Been taking in all the thought work and ‘the manual’. I ‘get’ that your relationships are essentially what you make them to be in your mind, now. However, with this approach, I’m left wondering, what’s the guideline on how to decide / think / feel about a desire to end a relationship when there’s not abuse or egregious issues?
What about when you’re just bored, unfulfilled, disappointed… things have changed enough in the relationship where you question compatibility now. And/or maybe it boils down to having a belief that there’s someone better out there for you… Like yes, I could change my thoughts around being bored, unfulfilled, disappointed and compatible — I believe that. And I believe it could help. When I imagine doing this (and I’ve already done it somewhat), I strongly suspect I will feel like I’m settling to a degree. And/or that I’ll be susceptible to having feelings for someone else if that someone crosses my path (I don’t feel susceptible to this when I’m actually in love).

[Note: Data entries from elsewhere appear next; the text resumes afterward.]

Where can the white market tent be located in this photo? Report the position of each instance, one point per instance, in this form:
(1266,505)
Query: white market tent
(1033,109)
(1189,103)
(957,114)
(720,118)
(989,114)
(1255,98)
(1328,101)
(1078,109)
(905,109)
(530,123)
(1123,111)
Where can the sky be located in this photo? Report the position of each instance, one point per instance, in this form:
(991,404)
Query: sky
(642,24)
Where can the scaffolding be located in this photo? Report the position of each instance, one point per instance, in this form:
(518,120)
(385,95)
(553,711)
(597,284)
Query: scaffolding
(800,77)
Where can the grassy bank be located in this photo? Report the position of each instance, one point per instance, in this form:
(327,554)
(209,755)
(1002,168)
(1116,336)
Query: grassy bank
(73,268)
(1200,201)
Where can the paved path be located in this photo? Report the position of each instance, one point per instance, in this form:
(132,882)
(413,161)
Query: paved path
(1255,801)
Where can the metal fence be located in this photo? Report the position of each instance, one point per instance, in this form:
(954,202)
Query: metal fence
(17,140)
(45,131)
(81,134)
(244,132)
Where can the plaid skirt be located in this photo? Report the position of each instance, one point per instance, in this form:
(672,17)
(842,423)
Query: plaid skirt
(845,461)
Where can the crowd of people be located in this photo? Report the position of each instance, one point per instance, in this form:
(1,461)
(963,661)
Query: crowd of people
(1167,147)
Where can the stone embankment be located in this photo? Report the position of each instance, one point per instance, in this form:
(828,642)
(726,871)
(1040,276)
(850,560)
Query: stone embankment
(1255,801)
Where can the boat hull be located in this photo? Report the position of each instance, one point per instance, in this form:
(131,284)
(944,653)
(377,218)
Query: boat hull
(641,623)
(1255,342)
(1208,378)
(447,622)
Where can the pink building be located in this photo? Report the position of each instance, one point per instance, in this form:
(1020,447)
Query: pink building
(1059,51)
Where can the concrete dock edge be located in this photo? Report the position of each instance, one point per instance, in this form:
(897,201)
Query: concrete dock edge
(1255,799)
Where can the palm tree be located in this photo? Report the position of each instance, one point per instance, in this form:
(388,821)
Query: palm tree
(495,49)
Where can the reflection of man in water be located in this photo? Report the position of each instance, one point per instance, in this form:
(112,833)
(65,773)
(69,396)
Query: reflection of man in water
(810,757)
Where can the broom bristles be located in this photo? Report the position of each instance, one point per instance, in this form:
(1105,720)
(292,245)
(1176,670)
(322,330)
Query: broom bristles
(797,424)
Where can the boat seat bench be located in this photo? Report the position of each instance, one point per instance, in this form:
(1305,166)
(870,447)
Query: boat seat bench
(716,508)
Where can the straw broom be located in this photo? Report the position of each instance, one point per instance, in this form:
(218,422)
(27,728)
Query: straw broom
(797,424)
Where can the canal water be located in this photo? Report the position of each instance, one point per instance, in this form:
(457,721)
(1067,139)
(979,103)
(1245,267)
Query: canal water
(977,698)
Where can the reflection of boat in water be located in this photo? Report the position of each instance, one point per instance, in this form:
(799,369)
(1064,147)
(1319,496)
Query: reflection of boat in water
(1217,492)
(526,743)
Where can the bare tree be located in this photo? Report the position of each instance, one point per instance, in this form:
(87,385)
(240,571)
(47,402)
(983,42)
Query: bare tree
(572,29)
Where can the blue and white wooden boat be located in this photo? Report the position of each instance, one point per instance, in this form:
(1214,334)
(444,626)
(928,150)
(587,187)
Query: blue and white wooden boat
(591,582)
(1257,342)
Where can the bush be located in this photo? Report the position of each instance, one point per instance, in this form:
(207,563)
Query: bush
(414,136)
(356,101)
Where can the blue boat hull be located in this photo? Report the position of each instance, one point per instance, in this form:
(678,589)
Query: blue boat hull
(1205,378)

Yes, actually, that’s the distinction… I believe that changing my thoughts can help me to continue loving them and maintaining a better version of the relationship I have now, but I don’t believe that it’s enough for me to fall back IN-LOVE with them and I want to be in a long-term relationship / marriage where I feel in-love more often than not…
Anyway, I love the concepts of the manual, the thought work, the model, etc., but all of this information seems to always guide us back to staying in the relationships (as long as it’s not abusive). What if we are doing this work on ourselves and our approach and we still just feel done and want to leave? What if the advice I often hear of ‘So what, love them anyway’ just doesn’t resonate with us? How does leaving a good person and a fine relationship fit into all of this? Am I missing the point somehow if I leave anyway? Does that mean I didn’t do the work enough? Or honestly enough? Does it mean anything at all?